Initially, we set s = 6 and execute the experiment in the cluster on all four datasets. The intercept values from each map task are converted in to < dataset id, (intercept, regression coefficient)> key pair. The reducers receive the intercept, regression coefficients, and their average values are computed. Afterwards, a learned MR-MLR is constructed with the computed intercept coefficients and standard deviations. Similarly, the experiment is repeated with s = 8, 10, 12, 14, and 16 and the results obtained are shown in Table 4.

The MR-MLR model constructed from the average values of intercept and coefficients in MapReduce-I is tested with the test dataset. The performance metrics obtained from the experiments are shown in Tables 57.

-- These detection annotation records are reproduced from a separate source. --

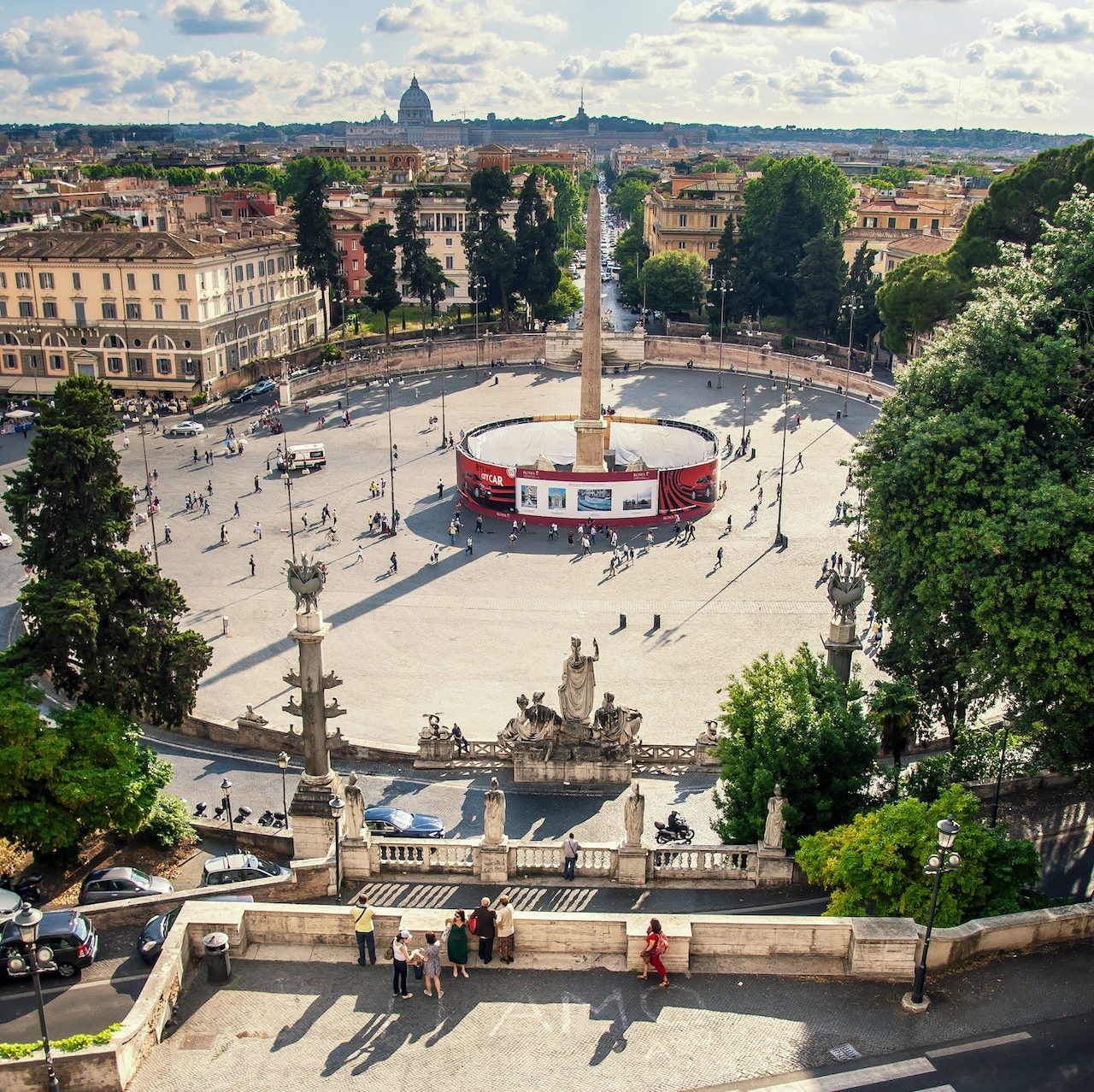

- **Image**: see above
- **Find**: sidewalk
[130,936,1094,1092]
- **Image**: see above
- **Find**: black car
[137,895,255,964]
[0,910,98,978]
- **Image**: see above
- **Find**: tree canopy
[4,377,212,725]
[797,785,1040,928]
[855,192,1094,765]
[715,644,878,849]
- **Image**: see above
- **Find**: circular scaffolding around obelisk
[456,186,719,526]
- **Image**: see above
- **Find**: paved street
[126,945,1094,1092]
[0,367,875,743]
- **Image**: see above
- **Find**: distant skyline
[0,0,1094,132]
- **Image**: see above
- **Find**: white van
[277,443,327,471]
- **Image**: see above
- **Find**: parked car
[364,807,444,838]
[137,895,255,964]
[163,421,204,437]
[0,910,98,978]
[79,866,175,906]
[202,854,291,888]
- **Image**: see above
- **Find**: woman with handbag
[444,910,468,978]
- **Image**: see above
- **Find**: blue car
[364,807,444,838]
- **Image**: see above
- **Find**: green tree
[293,160,344,340]
[855,192,1094,765]
[513,171,569,321]
[715,644,878,849]
[4,377,212,725]
[797,785,1040,929]
[878,254,962,354]
[0,658,171,859]
[639,250,707,314]
[462,167,516,331]
[539,277,585,323]
[794,233,847,349]
[361,220,403,340]
[395,186,435,329]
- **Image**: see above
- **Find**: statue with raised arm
[558,633,601,725]
[482,777,505,846]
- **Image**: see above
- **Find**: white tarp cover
[468,421,715,469]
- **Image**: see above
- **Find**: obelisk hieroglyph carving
[573,186,606,473]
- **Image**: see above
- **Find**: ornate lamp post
[327,796,345,902]
[909,815,961,1007]
[277,750,289,826]
[8,902,60,1092]
[844,292,862,417]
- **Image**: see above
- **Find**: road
[704,1013,1094,1092]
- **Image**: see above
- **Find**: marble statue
[343,772,364,838]
[763,784,786,849]
[285,554,327,614]
[482,777,505,846]
[622,781,645,846]
[558,635,601,725]
[828,569,867,624]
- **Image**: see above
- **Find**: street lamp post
[9,902,60,1092]
[220,777,239,854]
[327,796,345,902]
[844,292,862,417]
[774,354,790,546]
[911,815,961,1006]
[277,750,289,828]
[718,277,733,390]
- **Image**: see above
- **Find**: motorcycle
[653,819,695,846]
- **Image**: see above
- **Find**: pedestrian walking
[421,932,444,998]
[472,896,497,963]
[391,929,410,997]
[350,890,376,967]
[444,910,468,978]
[562,831,581,883]
[638,918,668,986]
[495,895,516,963]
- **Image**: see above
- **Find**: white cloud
[163,0,303,35]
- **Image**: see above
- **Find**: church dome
[399,75,433,122]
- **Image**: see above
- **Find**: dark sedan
[364,807,444,838]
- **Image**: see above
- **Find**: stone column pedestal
[616,843,649,888]
[478,838,509,883]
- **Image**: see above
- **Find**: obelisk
[573,186,606,473]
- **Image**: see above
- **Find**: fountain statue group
[497,635,642,760]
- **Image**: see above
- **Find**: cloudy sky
[0,0,1094,132]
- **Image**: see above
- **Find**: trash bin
[202,932,232,986]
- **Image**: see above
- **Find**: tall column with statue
[282,555,345,859]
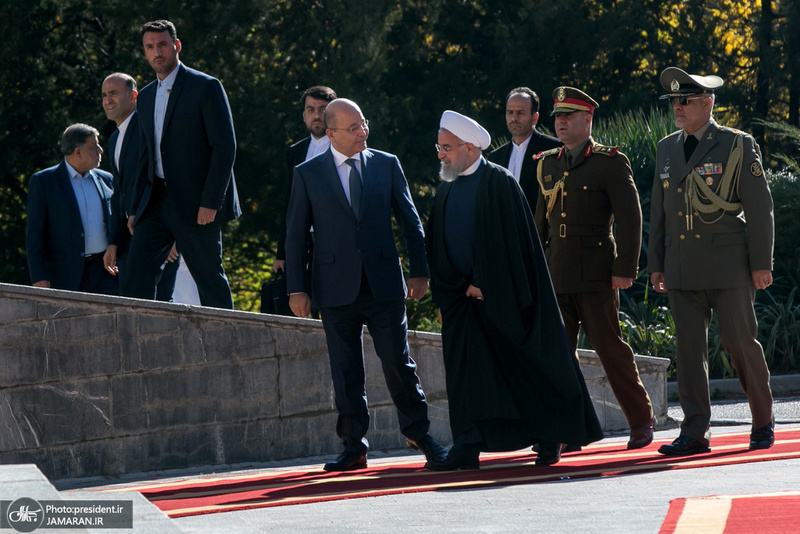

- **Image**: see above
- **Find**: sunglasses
[669,95,709,106]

According to these tables, we can conclude the following:(i)The Hadoop cluster is capable of generating as many map tasks based on the availability of processor cores in the research cluster and the size of datasets(ii)The MR-MLR model is scalable to handle any number of instances, map tasks, and reduce tasks provided sufficient number of CPU cores in the cluster(iii)The performance metrics MAE, RMSE, and the determination coefficient (R2) of the MR-MLR model vary as 33.3% (from s = 6 to s = 8), 25% (from s = 8 to s = 10), 20% (from s = 10 to s = 12), 16.7% (from s = 12 to s = 14), and 12.5% (from s = 14 to s = 16) when the <s> value increases for all the four datasets

5.3. Influence of Training and Testing Split Ratio on Performance Metrics

To analyze the influence of the split ratio of training and testing samples on performance metrics, we have chosen the percentage of training samples in the dataset as 50%, 60%, 70%, 80%, and 90%. The effectiveness of the designed MR-MLR model is measured in a 64 MB HDFS configuration, and <s> is set as 4. From Figure 4, it is concluded that the mean absolute error (MAE) gradually decreases when the training sample size increases. In the case of the year prediction MSD dataset, there is a rapid fall in mean absolute error (MAE) as compared to the other three datasets.

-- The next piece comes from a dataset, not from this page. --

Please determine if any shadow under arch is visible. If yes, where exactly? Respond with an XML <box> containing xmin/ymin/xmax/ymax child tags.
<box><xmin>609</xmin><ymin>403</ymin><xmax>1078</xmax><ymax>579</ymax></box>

Figure 5 shows that the root mean square error (RMSE) is very less in the case of the combined cycle power plant dataset, which is due to the less number of training samples as compared with the other three datasets. As the ratio of training samples increases, R2 reaches 1, which indicates that the model fits very well with the chosen dataset, as shown in Figure 6.

6. Conclusion

In this article, we have designed and developed a two-stage MapReduce model called MR-MLR for the multivariate linear regression statistical/machine learning based on Apache Hadoop. The constructed model is trained and tested with large-datasets in the multinode Hadoop cluster environment. The use of the Hadoop framework enables us with a scalable, fault tolerance, and runtime management when dealing with a large dataset of millions of instances. The predictive effectiveness of MR-MLR is computed in terms of mean absolute error, root mean square error, and determination coefficient (R2). The results obtained have shown that the main achievements of MR-MLR are the following: (i)There is a consistency in terms of the MSE, RMSE, and determination coefficient (R2) even when the subset of the dataset increases(ii)When the train and test sample split ratio increases, the determination coefficient (R2) moves near 1, indicating that the model learns and fits very well to the given dataset(iii)MR-MLR is a scalable, exact parallel approach as many maps and reducers are instantiated and very good performance metrics achievement in large-sized big data applications.

Data Availability

The data used to support the findings of this study are included within the article.

Conflicts of Interest

The authors declare that they have no conflicts of interest.